Ukraine-backed anti-Kremlin fighters say they are still operating inside Russia

By Thomson Reuters Mar 21, 2024 | 9:40 AM

KYIV (Reuters) – Three Ukrainian-backed paramilitary groups that purport to be made up of Russians opposed to the Kremlin said on Thursday their forces were continuing their cross-border attacks following a week of raids.

The groups launched incursions from northern Ukraine last week into the Russian regions of Kursk and Belgorod, claiming to have entered several villages on the Russian side of the border.

“The operation, even right now, is continuing. We will talk about our losses after it’s conclusion,” Denis Kapustin, leader of one of the groups, the right-wing Russian Volunteer Corps (RVC), told a press conference in response to a question about the unit’s losses.

Reuters could not independently verify the battlefield claims.

Russian officials have made vague reference to “Ukrainian terrorists” in their comments about the groups’ recent attacks.
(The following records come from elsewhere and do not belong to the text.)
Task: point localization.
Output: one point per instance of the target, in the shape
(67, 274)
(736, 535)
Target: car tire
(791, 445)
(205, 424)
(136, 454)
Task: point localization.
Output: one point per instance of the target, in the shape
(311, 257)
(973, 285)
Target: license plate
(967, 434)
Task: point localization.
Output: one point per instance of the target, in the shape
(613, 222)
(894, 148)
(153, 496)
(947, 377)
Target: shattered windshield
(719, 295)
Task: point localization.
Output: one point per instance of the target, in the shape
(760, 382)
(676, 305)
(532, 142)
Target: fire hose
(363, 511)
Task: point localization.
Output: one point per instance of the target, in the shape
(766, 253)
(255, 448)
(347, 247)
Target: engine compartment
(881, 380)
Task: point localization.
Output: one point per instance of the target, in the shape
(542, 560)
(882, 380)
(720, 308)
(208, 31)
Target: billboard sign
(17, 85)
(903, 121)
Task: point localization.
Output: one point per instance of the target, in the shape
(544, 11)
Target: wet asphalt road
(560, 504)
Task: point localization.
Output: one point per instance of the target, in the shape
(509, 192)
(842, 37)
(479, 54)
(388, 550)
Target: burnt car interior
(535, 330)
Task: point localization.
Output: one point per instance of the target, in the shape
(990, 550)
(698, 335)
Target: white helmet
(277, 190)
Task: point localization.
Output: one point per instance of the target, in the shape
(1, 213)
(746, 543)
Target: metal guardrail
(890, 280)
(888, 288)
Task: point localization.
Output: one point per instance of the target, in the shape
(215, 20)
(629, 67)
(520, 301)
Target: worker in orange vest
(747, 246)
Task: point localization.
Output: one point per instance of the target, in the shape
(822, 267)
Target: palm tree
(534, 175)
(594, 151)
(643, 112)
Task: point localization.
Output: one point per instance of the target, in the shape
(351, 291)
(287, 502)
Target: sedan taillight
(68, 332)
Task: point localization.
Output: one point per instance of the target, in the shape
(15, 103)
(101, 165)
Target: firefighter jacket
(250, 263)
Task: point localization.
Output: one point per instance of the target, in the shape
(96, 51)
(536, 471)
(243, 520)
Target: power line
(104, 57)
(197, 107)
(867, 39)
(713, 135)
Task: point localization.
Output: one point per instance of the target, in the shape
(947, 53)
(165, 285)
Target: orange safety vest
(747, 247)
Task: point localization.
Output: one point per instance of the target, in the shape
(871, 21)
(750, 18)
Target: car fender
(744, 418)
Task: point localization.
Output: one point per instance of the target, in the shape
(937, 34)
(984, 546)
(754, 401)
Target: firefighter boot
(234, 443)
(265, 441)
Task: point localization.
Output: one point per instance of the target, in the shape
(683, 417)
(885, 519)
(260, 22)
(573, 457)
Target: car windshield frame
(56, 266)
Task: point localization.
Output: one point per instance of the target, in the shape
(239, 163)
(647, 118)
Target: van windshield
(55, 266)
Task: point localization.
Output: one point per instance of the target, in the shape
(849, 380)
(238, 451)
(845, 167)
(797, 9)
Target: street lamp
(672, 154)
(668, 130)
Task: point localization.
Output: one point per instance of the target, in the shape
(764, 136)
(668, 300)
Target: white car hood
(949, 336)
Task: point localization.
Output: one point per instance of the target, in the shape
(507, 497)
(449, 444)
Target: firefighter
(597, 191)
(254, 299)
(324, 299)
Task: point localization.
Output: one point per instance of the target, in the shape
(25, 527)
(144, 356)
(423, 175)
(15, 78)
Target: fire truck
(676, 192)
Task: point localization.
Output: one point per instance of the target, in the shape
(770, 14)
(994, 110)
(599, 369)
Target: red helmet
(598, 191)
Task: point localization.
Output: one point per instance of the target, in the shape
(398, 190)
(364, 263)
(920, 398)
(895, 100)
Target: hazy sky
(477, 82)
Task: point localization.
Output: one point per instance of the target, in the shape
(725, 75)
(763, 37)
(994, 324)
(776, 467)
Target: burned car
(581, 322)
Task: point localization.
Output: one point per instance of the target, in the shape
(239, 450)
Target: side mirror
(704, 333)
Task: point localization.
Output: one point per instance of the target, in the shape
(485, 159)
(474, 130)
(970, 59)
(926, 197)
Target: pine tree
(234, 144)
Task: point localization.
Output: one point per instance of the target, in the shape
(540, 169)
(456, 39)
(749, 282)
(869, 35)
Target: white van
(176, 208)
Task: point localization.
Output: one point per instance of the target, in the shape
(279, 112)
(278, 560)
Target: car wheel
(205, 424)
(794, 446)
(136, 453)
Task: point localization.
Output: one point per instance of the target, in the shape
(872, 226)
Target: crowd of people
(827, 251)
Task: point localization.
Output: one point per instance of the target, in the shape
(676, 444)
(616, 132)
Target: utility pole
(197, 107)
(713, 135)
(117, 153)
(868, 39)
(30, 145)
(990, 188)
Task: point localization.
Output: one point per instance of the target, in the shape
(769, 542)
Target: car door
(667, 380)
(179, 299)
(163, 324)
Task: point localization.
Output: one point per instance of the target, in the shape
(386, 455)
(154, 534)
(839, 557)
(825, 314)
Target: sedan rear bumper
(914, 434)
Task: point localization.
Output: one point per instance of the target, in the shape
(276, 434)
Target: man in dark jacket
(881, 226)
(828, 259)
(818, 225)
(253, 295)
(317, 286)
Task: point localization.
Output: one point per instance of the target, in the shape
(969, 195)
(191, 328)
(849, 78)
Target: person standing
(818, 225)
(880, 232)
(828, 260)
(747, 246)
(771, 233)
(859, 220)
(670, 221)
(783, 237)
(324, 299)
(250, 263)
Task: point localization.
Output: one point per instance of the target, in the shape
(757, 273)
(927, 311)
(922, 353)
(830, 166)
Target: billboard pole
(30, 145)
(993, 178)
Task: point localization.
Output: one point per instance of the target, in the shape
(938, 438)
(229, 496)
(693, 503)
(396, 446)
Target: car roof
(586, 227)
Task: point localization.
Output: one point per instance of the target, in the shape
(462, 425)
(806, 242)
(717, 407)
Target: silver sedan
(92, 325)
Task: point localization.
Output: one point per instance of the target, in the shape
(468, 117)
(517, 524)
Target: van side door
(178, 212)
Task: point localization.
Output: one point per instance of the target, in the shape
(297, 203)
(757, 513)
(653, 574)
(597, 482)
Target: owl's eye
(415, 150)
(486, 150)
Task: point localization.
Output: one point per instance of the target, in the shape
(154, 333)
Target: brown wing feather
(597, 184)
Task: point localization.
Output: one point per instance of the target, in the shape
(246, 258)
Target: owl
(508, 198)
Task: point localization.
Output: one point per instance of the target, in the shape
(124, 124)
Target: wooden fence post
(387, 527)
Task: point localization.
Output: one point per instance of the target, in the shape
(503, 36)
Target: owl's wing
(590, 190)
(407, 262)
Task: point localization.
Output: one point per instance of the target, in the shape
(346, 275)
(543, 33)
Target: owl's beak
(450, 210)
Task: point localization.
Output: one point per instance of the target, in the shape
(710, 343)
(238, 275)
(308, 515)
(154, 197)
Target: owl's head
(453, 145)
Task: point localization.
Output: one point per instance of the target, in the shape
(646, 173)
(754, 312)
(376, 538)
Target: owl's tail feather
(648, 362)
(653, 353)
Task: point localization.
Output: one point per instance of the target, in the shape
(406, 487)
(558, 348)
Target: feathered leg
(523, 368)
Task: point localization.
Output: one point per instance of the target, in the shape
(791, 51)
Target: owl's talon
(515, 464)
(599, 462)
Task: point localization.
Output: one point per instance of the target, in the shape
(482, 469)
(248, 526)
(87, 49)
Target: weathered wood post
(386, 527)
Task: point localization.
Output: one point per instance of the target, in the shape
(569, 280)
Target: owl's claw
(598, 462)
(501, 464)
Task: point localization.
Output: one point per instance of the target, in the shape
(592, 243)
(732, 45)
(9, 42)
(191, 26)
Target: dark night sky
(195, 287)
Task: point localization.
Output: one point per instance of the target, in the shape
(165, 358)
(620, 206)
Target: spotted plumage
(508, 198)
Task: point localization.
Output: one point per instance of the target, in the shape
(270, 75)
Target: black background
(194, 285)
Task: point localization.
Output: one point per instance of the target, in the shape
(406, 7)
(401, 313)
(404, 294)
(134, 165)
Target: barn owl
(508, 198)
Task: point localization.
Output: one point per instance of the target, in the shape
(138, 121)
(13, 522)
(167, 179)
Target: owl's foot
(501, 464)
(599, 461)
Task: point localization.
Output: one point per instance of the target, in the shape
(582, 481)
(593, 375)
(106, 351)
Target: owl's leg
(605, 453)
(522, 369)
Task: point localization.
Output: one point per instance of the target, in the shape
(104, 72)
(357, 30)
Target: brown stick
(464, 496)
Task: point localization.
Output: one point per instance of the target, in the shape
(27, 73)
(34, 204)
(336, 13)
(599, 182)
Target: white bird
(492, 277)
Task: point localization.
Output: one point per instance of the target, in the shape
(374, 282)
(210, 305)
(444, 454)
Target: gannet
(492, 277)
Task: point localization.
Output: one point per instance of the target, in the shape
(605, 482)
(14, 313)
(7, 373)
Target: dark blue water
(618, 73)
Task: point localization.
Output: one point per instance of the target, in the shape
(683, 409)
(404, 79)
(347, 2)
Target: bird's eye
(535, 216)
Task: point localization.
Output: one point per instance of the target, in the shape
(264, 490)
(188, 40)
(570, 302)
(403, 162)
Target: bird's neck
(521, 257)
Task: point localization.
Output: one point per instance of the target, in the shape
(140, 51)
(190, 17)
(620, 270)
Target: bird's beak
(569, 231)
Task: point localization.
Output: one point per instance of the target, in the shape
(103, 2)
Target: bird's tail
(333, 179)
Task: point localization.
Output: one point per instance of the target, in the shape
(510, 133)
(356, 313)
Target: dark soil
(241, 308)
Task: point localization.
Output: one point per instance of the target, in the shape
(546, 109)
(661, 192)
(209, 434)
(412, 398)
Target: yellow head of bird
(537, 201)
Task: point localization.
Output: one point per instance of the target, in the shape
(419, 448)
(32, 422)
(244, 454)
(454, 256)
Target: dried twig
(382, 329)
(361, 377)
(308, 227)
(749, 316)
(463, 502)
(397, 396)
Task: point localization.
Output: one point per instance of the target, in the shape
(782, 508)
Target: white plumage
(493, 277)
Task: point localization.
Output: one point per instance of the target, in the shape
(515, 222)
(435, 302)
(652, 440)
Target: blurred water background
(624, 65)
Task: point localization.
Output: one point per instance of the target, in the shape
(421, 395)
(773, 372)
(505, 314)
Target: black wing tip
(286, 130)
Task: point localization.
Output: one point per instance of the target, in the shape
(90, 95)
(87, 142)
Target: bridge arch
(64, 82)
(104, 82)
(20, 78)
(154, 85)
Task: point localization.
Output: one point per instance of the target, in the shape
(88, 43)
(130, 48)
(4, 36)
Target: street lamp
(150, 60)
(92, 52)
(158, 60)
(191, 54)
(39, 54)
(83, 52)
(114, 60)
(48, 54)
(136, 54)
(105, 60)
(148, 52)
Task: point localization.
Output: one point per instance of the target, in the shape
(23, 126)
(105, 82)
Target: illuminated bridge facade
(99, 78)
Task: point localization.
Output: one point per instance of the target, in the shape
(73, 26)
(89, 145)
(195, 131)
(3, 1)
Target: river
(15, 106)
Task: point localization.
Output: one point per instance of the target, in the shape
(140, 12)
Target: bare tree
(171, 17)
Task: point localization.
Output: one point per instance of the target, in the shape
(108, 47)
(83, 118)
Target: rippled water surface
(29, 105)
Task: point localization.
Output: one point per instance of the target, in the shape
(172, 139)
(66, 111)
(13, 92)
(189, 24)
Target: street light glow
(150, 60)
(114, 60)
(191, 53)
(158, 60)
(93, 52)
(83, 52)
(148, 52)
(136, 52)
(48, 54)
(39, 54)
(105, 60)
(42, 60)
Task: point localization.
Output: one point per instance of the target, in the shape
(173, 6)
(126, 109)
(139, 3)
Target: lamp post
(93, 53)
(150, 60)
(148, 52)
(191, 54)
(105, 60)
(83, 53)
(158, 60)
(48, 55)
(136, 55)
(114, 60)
They have previously cast the groups as puppets of Ukraine’s military and the U.S. Central Intelligence Agency.

The current raid follows previous actions by two of the groups in Russian border regions in May 2023.

The other two groups at the press conference in central Kyiv were the Freedom of Russia legion and the Siberia Battalion, which says it is comprised of indigenous groups from Russian territory.

They said they received intelligence and logistics support from the Ukrainian armed forces, but repeated their assertion that they were acting independently of Kyiv when fighting on Russian territory.

Kapustin said Ukraine provided ammunition and medical evacuation for his fighters.

However, asked about the provenance of the unit’s weapons, Kapustin smiled and said that one could buy tanks and rocket launcher systems in a military surplus shop.

He appeared to be referencing similar comments by Russian President Vladimir Putin in 2014 when he dismissed a question about the Russian military’s involvement in the seizure of Crimea from Ukraine.

Alexei Baranovsky, the spokesperson for the Freedom of Russia legion, said that in its raids outside Ukraine his unit used trophy weapons captured from Russia.

Kapustin said his unit had taken a total of 37 prisoners of war (POWs) during its latest operation, but that a prisoner swap was not yet on the cards, asserting that some of the prisoners had expressed willingness to join the rebel unit.

Kapustin’s far-right political background has been the subject of media attention in the past.

The Anti-Defamation League, a U.S. extremism watchdog group, has said he was a neo-Nazi, although Kapustin denies this and says he and his unit instead hold conservative and traditionalist views.

He said that his unit had already recruited fighters from Russian POWs, and that this included some former members of the Wagner mercenary group, whose former leader Yevgeny Prigozhin staged a brief mutiny against the Kremlin last year.